BEIJING, May 7 (Xinhua) -- China is planning to develop its cultural industry into a pillar of the national economy by 2020 by upgrading its industrial structure, fostering major brands and boosting consumption, according to a government blueprint made public Sunday.
Issued by the general offices of the Communist Party of China (CPC) Central Committee and the State Council, the outline for the 13th five-year program (2016-2020) on cultural development and reform said the country will help create cultural enterprise groups with core competitiveness and high market share.
"Several of them should strive to be among the top in the industry globally by 2020," it said.
The government will promote both mergers among state-owned cultural enterprises and cross-ownership mergers and acquisitions.
Newspapers and magazine resources should also be merged or reorganized and news and publishing organizations with long-term financial and operational difficulties should be shut down or revamped, according to the outline.
China vowed to lower the threshold for private capital to access the sector and said it will boost and guide development of non-public cultural companies and support medium-, small- and micro-sized cultural enterprises that are innovative or specialized.
The country will develop a new Internet-based cultural market, according to the document.
State-owned cultural enterprises are encouraged to use the capital market to grow stronger if conditions allow, it said, adding that asset securitization will be promoted in the industry.
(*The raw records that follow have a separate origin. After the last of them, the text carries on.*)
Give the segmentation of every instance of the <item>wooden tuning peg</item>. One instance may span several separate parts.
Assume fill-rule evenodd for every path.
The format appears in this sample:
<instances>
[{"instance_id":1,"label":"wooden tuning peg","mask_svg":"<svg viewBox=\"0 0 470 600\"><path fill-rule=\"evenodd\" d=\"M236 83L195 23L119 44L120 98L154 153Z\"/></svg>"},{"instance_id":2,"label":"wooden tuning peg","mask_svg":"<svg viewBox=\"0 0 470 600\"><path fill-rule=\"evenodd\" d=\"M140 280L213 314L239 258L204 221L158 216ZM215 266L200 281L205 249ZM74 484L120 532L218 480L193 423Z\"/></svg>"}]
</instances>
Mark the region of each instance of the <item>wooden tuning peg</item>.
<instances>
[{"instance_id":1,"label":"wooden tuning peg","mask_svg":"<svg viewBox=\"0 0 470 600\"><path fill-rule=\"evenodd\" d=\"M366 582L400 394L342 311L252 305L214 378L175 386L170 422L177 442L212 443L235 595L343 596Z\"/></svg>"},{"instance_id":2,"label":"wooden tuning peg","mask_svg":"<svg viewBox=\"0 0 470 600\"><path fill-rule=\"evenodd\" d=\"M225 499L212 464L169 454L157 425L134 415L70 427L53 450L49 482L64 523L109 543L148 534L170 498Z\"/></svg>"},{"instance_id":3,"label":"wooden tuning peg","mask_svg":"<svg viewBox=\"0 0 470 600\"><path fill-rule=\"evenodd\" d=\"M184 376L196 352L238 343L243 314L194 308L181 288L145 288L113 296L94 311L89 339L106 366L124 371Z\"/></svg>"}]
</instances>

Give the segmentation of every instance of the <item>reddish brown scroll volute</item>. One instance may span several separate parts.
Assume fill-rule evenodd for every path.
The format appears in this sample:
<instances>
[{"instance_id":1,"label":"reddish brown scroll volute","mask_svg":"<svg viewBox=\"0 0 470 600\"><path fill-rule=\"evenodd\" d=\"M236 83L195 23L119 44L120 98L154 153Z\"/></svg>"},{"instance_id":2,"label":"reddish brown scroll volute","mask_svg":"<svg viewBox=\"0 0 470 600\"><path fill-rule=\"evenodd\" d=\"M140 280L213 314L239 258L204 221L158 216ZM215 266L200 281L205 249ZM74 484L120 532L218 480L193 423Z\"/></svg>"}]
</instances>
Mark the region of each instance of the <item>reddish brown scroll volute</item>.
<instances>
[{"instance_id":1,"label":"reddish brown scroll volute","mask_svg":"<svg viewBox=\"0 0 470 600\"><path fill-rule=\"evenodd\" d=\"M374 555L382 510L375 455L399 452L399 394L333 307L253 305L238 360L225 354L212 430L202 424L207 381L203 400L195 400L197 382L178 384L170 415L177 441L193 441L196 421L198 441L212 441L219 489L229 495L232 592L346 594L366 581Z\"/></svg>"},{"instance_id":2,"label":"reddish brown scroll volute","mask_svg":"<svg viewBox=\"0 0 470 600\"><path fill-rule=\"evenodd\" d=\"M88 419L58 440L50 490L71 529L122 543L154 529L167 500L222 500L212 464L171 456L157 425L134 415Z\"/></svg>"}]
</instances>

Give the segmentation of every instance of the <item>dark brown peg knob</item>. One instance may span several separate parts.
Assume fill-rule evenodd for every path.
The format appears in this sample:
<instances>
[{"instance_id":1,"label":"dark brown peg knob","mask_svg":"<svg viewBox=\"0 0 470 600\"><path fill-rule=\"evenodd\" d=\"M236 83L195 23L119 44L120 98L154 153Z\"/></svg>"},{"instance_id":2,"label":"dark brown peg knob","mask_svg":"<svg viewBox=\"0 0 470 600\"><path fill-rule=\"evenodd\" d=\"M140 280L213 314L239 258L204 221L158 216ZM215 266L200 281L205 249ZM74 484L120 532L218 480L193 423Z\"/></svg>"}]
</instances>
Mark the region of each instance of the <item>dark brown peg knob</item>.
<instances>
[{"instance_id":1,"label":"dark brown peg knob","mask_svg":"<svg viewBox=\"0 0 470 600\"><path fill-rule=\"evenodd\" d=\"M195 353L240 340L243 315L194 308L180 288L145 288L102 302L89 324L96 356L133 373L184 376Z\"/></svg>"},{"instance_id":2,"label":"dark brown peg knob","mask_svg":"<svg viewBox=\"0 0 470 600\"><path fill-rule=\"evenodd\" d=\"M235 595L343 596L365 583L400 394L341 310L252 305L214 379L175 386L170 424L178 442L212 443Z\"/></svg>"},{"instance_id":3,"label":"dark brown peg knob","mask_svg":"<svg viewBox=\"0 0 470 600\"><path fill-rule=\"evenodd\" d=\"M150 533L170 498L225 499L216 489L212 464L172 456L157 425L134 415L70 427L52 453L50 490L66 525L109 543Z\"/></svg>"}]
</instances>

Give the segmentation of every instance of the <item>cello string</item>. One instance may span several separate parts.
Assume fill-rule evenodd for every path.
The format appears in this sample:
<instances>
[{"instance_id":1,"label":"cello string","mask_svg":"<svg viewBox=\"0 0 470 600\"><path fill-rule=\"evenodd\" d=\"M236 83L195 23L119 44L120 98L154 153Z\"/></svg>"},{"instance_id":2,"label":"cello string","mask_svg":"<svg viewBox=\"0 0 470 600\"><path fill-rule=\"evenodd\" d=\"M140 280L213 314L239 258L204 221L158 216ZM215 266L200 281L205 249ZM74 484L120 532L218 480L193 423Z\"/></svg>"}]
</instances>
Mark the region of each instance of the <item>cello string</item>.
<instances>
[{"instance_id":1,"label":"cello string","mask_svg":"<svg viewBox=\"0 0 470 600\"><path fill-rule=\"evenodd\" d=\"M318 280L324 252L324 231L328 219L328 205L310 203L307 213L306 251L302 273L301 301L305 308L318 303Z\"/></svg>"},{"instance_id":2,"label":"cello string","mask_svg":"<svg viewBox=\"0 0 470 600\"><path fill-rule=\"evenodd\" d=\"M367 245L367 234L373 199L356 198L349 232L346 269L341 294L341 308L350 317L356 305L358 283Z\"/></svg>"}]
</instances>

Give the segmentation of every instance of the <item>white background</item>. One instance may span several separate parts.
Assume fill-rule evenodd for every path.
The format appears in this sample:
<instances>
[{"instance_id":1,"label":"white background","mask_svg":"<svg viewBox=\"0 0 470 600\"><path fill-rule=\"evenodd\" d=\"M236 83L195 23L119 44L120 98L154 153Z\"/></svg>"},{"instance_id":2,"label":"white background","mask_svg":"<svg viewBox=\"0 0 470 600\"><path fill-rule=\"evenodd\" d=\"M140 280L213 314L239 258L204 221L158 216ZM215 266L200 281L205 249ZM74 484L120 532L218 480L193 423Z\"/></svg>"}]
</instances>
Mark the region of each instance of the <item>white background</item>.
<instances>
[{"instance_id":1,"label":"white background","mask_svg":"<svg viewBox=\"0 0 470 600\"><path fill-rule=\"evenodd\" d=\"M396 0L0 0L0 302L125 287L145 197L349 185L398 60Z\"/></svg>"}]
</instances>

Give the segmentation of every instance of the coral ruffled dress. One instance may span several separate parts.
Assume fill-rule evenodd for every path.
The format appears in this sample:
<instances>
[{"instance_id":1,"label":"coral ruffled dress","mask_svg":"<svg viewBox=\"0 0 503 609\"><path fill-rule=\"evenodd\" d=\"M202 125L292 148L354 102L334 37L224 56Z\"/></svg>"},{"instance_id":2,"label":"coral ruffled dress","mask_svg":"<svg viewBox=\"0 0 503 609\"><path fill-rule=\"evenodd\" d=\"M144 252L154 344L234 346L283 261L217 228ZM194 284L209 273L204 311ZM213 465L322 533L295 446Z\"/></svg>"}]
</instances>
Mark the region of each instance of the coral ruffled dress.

In addition, efforts will be made to run major cultural assets and equity exchange platforms well, and encourage state-owned cultural assets to conduct transactions and test exchanges of TV dramas on these platforms, said the outline.
In an effort to boost cultural consumption, trial programs will be carried out to provide subsidies for the poor to buy cultural products.
Support should also be given to build cultural and recreation complexes, art streets, bookstores and small theaters in big and medium-sized cities, according to the outline.